Capabilities are modular (like links): perception → reasoning → understanding → knowledge → hypotheses; symbols ↔ code.
Execution-aware scoring checks if ideas turn into working code and correct outputs.
Expert-aligned datasets ensure tasks look like what scientists truly do. Why it matters: These checks prevent “shortcut” answers that look right but don’t hold up.

🍞 Anchor: If the AI claims a plot will show a rising trend, but the code it wrote draws the wrong axes, the execution check will catch it.

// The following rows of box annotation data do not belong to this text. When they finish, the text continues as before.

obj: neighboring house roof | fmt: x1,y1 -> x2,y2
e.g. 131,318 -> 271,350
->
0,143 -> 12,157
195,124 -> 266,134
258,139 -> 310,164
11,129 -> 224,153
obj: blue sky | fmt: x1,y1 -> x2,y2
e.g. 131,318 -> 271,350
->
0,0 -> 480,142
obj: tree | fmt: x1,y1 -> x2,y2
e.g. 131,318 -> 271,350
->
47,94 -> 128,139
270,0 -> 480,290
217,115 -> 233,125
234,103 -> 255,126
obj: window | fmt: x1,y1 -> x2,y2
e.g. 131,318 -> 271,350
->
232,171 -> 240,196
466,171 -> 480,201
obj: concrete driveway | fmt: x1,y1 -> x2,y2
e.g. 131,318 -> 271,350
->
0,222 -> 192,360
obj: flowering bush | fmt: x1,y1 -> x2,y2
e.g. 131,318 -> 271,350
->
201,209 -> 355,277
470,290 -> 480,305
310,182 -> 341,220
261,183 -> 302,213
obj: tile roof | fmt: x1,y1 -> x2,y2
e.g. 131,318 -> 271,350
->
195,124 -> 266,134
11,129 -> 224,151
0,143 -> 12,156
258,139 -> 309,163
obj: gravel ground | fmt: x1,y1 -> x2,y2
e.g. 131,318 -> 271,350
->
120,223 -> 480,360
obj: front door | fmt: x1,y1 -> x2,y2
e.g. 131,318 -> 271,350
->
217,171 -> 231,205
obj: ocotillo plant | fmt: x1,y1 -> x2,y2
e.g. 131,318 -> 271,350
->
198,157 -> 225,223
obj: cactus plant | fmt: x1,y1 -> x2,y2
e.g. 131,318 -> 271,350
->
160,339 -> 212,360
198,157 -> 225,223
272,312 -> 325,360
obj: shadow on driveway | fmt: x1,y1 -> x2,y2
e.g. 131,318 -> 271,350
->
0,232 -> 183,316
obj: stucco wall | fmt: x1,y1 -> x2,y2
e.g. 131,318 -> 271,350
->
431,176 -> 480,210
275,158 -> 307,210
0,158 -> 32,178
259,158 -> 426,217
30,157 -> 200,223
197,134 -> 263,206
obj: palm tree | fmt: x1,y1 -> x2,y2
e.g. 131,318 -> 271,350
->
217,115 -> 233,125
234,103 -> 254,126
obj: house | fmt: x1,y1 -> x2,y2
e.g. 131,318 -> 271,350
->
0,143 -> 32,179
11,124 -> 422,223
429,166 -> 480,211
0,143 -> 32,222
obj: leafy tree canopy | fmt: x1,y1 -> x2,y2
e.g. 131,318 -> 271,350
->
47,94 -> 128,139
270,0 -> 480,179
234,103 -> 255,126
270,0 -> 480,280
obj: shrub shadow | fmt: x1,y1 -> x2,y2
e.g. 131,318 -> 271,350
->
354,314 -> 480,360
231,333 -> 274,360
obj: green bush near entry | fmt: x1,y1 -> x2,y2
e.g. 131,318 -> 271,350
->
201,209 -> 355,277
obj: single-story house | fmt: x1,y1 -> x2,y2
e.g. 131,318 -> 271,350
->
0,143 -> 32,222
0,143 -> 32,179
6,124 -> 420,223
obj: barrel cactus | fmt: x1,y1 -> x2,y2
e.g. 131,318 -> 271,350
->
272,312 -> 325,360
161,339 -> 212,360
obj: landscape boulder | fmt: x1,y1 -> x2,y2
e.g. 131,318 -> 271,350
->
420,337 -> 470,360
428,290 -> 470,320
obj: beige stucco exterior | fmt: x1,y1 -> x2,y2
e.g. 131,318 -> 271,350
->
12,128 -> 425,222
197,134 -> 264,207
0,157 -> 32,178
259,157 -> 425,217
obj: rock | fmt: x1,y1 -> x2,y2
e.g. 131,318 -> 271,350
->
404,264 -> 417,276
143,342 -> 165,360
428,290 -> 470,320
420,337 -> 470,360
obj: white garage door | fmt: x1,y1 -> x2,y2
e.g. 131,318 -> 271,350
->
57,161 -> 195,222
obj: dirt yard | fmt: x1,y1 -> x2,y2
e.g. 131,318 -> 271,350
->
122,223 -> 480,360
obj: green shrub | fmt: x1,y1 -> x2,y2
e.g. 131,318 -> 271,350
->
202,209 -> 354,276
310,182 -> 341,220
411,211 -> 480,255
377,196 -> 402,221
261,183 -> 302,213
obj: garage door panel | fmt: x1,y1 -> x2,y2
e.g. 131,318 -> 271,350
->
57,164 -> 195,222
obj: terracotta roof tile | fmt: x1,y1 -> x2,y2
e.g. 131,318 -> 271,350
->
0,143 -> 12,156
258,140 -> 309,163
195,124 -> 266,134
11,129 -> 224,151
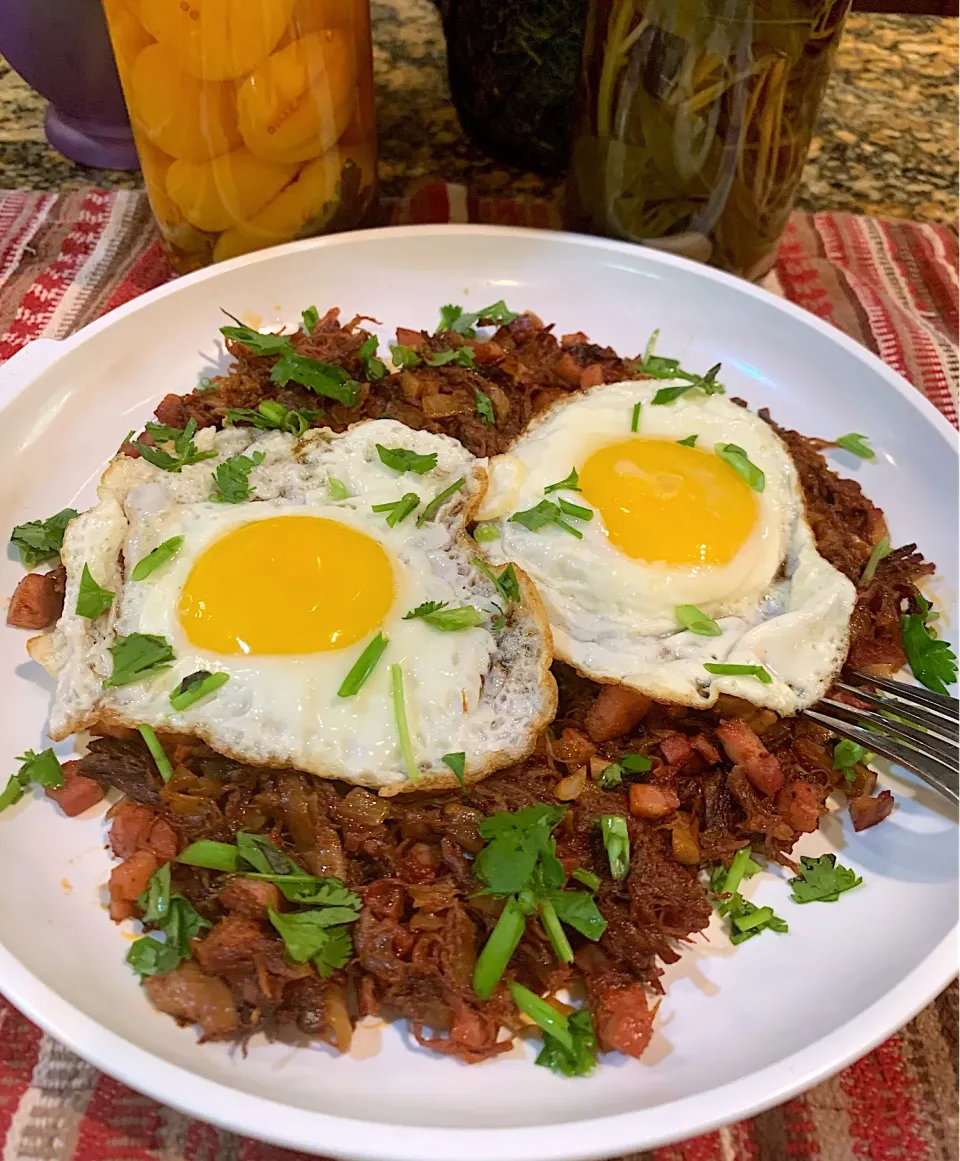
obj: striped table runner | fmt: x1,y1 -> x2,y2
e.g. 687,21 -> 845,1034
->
0,182 -> 958,1161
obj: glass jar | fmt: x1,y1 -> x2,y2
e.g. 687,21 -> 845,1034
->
103,0 -> 377,274
565,0 -> 850,279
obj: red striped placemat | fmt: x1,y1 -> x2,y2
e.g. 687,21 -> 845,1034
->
0,182 -> 958,1161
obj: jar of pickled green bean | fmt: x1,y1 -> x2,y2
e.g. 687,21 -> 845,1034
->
565,0 -> 850,279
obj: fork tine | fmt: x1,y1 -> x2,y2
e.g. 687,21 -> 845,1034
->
851,672 -> 960,721
801,709 -> 960,806
835,682 -> 958,741
817,698 -> 958,764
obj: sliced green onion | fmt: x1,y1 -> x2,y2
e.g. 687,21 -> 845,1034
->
390,664 -> 420,783
703,662 -> 773,685
474,897 -> 527,1000
337,633 -> 389,698
506,980 -> 573,1053
673,605 -> 723,637
540,900 -> 573,964
137,726 -> 173,783
411,476 -> 467,528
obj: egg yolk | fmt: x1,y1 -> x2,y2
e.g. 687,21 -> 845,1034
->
179,515 -> 394,654
579,438 -> 757,564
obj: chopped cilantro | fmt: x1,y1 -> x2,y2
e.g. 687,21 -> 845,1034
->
543,468 -> 580,496
270,348 -> 360,408
133,419 -> 217,471
376,444 -> 436,476
10,509 -> 77,569
210,452 -> 266,504
77,564 -> 115,618
103,633 -> 175,687
130,536 -> 183,581
900,597 -> 957,693
474,387 -> 497,427
789,854 -> 864,903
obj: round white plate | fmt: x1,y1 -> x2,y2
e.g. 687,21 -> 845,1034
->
0,226 -> 958,1161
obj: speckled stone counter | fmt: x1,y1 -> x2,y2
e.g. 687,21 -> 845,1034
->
0,0 -> 958,221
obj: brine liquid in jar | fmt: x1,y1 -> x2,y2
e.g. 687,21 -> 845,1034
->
103,0 -> 377,274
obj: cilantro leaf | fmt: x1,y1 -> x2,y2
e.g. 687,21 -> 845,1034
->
900,597 -> 957,693
543,468 -> 580,496
103,633 -> 175,688
210,452 -> 266,504
169,669 -> 230,713
474,802 -> 566,895
474,387 -> 497,427
857,536 -> 892,589
833,432 -> 876,460
788,854 -> 864,903
133,419 -> 217,471
270,348 -> 360,408
673,605 -> 723,637
77,563 -> 115,619
390,342 -> 420,370
714,444 -> 766,492
376,444 -> 436,476
221,308 -> 292,355
130,536 -> 183,581
536,1008 -> 597,1076
403,600 -> 484,633
10,509 -> 77,569
371,492 -> 420,528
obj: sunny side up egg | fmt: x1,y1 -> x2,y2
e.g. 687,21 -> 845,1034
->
50,420 -> 556,793
477,380 -> 856,714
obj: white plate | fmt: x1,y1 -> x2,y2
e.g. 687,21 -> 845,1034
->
0,226 -> 958,1161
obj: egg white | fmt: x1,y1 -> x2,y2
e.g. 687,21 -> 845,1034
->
477,380 -> 856,714
51,420 -> 556,792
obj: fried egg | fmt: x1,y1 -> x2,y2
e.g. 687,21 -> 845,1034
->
477,380 -> 856,714
51,420 -> 556,793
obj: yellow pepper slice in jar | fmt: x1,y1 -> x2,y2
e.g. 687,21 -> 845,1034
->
214,145 -> 374,261
139,0 -> 294,80
167,149 -> 297,230
237,29 -> 356,161
127,44 -> 243,161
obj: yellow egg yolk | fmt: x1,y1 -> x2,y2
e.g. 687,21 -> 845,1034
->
179,515 -> 394,654
579,438 -> 757,564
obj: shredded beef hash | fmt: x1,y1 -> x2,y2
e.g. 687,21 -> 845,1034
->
18,310 -> 933,1062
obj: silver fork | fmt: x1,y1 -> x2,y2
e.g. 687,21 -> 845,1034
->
801,672 -> 960,805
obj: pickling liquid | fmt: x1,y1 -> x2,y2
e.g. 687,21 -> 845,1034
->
103,0 -> 376,274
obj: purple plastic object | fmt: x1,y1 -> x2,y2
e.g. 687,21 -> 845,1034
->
0,0 -> 139,170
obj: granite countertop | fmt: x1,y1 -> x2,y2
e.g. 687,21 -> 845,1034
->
0,0 -> 958,221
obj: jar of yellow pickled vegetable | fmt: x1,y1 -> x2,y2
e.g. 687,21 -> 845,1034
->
565,0 -> 850,279
103,0 -> 377,274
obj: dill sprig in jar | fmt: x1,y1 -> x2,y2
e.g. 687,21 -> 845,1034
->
565,0 -> 850,279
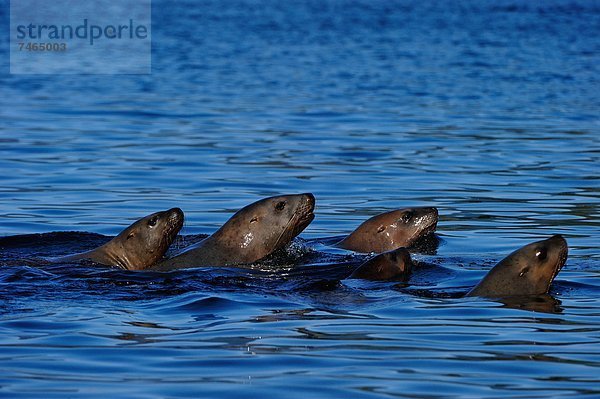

🍞 Hook: Imagine building blocks you can rearrange to test any science skill.

🥬 Building Blocks:

Taxonomy of Seven Skills: The science abilities scientists use daily.
Expert-Aligned Benchmarks: Curated datasets like ChemBench, SciCode, SFE, MSEarth.
Unified Interface: One way to build prompts and call models, for text and images alike.
Capability-Oriented Scoring: Separate scores per skill so weaknesses are visible.
Hybrid Judging: Rules for clear answers, LLM-as-a-judge for nuanced ones, and code execution for programs. Why it matters: This modular design makes the toolkit fair, extensible, and reproducible.

🍞 Anchor: Like LEGOs for evaluation—you can snap on a new dataset or a new model without rebuilding the whole castle.

03Methodology

🍞 Hook: Think of baking: ingredients → mix → bake → taste test → write the recipe card. A good pipeline does the steps in order and keeps notes.

🥬 High-Level Recipe: Input → Dataset Layer (build prompt) → Model Inference (generate answers) → Evaluation & Testing (score) → Report & Storage (save and compare) Why it matters: Clear steps mean fair, repeatable tests you can trust.

🍞 Anchor: Like a lab protocol: prepare samples, run the machine, analyze results, log everything in your notebook.

— New Concept — 🍞 Hook: You know how a teacher turns a textbook chapter into a clear assignment?

🥬 Dataset Layer (Prompt Builder): It turns raw samples (questions, images, code stubs, options) into a neat multi-modal message the model can read. How it works:

Load the sample (e.g., a ChemBench question or an SFE figure).
Pack it into an ordered list of segments, like {type: 'text', value: '...'} and {type: 'image', value: 'path'}.
Apply the dataset’s instruction style (MCQ, open-ended, numeric). Why it matters: Without consistent prompts, two models might be asked different questions, making scores unfair.

🍞 Anchor: Example—ChemBench MCQ becomes: text: “Which option is correct?” plus the options, exactly standardized.

— New Concept — 🍞 Hook: Imagine sending the same letter to many pen pals, even if some prefer email and others like postcards.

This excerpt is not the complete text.